When Niki returned with the cow-dung, Popi was still admiring her beauty in the full-size mirror that she had placed against the corrugated-iron wall.

“It is a beautiful thing to love yourself, Popi,” said Niki. “But don't you think you are overdoing it now? Preening yourself in front of the mirror all day long?”

“I am making up for lost time, Niki,” giggled Popi. “Let's go to the bees.”

“We must eat first,” said Niki.

She took out the wobbly pan from the cupboard and fried eggs on the Primus stove.

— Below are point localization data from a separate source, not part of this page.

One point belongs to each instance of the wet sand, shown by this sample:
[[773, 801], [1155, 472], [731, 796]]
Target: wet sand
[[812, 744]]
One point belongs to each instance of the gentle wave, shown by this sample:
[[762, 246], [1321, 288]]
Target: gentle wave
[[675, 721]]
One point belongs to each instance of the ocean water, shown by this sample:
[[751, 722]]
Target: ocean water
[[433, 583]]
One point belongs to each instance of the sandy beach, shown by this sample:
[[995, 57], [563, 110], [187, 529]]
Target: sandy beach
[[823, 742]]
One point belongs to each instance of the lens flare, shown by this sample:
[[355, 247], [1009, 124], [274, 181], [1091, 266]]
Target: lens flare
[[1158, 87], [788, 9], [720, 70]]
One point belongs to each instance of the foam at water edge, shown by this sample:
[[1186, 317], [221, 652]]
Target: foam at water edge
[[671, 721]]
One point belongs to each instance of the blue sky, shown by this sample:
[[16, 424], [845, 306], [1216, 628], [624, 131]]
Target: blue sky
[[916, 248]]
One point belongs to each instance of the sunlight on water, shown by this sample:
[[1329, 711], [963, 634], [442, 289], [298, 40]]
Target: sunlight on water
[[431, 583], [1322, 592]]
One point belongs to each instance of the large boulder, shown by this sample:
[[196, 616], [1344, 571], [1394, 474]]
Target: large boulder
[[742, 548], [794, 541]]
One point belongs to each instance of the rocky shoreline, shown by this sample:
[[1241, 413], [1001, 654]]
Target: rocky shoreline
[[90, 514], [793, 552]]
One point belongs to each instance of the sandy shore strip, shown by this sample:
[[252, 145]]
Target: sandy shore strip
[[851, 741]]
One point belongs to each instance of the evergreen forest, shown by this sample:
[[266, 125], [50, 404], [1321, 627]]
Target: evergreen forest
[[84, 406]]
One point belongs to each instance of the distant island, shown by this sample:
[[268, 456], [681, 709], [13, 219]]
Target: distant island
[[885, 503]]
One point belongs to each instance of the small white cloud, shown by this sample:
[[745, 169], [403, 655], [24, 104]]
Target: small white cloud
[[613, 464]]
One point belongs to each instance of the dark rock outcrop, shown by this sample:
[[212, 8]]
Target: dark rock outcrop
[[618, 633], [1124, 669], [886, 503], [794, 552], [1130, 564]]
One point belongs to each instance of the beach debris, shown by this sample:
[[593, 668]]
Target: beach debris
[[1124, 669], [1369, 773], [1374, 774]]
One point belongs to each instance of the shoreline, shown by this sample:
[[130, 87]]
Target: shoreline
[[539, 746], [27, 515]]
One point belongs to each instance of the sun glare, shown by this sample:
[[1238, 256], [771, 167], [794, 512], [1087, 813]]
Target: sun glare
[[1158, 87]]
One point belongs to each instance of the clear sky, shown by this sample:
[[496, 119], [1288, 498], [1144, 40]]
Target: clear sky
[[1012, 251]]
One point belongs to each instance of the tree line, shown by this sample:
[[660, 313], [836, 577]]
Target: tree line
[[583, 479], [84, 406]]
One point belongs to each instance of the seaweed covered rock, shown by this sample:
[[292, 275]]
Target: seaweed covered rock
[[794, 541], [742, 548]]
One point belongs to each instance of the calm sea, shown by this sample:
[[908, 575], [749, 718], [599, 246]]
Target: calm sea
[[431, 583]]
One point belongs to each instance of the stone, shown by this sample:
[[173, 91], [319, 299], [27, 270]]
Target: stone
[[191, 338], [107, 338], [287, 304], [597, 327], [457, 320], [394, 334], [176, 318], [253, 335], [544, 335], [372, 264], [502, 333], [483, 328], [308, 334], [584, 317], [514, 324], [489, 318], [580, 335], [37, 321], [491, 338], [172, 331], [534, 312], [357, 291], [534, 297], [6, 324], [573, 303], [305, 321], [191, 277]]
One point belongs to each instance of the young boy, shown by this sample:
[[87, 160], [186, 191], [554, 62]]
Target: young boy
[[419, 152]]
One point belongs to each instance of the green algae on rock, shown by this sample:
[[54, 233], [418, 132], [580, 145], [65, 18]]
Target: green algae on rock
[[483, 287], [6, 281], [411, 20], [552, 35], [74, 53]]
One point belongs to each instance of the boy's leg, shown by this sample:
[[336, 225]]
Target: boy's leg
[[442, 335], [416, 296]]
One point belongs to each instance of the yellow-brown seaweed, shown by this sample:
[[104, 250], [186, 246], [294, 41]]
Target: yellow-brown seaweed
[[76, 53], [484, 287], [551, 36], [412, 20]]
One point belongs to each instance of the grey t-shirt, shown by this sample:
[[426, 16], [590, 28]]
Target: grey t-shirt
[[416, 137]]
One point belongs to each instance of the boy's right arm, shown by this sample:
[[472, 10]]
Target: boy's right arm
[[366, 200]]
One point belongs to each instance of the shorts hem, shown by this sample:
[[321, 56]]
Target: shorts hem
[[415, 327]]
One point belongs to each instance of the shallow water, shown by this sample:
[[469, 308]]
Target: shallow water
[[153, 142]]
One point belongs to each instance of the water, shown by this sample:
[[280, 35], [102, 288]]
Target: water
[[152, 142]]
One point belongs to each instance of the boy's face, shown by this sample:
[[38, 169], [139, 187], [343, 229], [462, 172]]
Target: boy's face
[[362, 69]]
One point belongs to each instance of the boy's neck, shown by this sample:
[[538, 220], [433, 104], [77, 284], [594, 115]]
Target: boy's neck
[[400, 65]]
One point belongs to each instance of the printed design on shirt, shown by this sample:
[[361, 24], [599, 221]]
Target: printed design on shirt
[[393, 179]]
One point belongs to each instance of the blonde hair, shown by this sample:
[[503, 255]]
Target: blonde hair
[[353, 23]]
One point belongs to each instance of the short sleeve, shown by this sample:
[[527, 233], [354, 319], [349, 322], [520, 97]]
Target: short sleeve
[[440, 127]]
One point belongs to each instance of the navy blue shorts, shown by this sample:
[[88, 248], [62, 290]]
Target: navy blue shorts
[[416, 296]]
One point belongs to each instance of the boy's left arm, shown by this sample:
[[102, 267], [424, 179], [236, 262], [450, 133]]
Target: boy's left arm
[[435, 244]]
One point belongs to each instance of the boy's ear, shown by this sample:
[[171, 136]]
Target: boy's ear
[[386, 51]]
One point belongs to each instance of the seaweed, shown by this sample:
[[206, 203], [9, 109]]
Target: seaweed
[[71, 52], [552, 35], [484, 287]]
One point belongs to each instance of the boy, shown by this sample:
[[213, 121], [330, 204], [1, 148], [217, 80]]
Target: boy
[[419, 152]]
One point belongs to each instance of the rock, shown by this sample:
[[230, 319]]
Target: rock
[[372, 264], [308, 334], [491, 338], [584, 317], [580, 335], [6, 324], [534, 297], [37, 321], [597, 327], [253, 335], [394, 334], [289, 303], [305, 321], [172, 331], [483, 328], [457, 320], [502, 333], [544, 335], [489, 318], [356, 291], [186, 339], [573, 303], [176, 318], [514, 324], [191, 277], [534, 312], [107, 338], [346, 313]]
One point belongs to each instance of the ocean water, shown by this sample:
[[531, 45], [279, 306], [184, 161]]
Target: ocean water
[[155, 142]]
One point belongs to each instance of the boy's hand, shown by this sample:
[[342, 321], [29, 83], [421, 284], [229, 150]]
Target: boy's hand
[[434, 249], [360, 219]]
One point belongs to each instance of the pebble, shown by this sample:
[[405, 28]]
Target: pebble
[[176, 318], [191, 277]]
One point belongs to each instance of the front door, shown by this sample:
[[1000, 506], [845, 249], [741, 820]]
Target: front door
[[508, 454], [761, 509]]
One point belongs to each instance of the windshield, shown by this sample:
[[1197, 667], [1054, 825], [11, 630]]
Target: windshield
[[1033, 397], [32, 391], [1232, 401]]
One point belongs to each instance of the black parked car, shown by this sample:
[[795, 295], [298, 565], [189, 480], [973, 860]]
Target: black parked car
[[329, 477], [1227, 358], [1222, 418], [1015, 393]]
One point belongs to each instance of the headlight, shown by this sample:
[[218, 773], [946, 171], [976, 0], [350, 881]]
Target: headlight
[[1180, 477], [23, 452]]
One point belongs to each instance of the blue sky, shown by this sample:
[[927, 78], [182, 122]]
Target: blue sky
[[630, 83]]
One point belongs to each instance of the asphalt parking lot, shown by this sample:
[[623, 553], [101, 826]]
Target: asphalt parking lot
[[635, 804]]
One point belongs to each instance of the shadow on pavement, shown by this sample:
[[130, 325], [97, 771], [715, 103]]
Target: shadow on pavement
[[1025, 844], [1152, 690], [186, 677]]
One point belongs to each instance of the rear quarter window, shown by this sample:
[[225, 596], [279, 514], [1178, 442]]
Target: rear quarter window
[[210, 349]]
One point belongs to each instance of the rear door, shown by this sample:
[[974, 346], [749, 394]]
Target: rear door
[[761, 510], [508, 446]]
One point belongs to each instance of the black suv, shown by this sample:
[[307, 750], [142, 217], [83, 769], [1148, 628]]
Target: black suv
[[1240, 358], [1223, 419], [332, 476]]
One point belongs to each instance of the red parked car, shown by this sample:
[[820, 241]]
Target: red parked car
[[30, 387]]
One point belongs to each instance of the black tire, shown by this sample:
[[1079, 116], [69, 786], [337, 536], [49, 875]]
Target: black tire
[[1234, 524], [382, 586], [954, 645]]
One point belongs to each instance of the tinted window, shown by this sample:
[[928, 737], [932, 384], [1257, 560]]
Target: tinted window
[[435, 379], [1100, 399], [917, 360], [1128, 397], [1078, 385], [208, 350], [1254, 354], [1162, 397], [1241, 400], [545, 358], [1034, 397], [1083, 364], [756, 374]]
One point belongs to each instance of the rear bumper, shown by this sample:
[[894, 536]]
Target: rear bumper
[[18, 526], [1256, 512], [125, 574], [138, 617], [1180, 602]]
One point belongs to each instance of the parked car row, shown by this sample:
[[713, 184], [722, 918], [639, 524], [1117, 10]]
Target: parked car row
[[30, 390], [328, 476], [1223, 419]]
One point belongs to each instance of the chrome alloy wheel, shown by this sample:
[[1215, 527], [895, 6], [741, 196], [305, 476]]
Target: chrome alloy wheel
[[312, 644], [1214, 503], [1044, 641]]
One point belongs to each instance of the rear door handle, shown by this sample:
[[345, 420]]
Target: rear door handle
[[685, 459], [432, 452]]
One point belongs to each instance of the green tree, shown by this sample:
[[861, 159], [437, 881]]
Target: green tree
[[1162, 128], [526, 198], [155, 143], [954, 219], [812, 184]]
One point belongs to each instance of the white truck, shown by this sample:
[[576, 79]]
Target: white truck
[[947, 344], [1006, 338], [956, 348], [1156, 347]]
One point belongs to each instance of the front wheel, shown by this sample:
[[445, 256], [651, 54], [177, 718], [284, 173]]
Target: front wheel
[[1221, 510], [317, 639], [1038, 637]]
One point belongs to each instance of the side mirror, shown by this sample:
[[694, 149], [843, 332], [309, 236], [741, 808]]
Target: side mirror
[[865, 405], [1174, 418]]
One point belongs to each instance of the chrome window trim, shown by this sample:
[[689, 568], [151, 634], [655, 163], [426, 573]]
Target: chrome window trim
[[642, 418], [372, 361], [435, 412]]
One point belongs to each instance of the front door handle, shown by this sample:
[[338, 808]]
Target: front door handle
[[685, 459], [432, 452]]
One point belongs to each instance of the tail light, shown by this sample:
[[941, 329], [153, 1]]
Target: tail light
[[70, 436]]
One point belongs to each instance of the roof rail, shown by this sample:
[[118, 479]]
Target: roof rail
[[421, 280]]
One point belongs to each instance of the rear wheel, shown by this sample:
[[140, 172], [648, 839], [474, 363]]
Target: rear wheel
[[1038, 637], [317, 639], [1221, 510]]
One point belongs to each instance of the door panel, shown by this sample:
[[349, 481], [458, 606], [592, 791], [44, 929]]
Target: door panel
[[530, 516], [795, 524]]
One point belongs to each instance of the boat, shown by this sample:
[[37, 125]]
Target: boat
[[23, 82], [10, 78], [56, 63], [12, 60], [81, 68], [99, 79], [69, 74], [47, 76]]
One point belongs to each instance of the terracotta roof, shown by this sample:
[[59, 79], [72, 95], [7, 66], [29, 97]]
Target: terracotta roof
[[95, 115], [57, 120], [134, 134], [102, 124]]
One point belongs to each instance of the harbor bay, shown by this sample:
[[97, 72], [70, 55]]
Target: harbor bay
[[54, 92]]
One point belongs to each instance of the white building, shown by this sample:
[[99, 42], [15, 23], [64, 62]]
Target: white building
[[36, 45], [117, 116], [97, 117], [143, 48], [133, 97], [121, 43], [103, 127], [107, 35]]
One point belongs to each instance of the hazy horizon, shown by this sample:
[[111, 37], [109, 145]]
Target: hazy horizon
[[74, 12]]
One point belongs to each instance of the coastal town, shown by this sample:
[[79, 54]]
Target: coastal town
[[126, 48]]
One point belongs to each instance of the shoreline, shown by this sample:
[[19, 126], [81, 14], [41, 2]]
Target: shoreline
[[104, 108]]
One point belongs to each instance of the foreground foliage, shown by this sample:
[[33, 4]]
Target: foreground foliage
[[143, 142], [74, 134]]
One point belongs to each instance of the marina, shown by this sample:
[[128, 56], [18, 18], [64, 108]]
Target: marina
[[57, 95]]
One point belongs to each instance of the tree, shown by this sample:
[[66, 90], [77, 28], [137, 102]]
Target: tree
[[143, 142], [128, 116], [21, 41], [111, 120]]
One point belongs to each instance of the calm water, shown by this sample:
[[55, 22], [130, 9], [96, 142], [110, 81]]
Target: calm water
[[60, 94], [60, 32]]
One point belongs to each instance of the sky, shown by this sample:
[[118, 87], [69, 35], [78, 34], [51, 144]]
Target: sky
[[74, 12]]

Popi knew that it was a special day. Niki only used the wobbly pan on special days. Memory days. It was the only thing left that linked her to Pule. It and the velveteen on the headboard that had become black and shiny with dirt, and tattered with age. The pan, especially, brought Pule very much alive in the shack.

After a meal of eggs and stiff maize porridge, Popi and Niki walked through the town of Excelsior to the hives by the road. Niki carried her white plastic chair on her head. She refused when Popi wanted to help her with the load.

Popi smiled back at those of us who looked at her with strange eyes. We had not yet gotten used to her wearing the narrow strips that passed for skirts. The red one she was wearing today with a white blouse hugged very tightly and gave us a full view of her long slim thighs and legs.

Popi remarked as they passed Adam de Vries's office: “Viliki would have been in there had he not decided to give himself to the world.”

“Even Adam de Vries . . . I do not see him any more,” said Niki. “Is he still up and about in that organisation they wanted me to join?”

“I think he is old and tired now,” said Popi.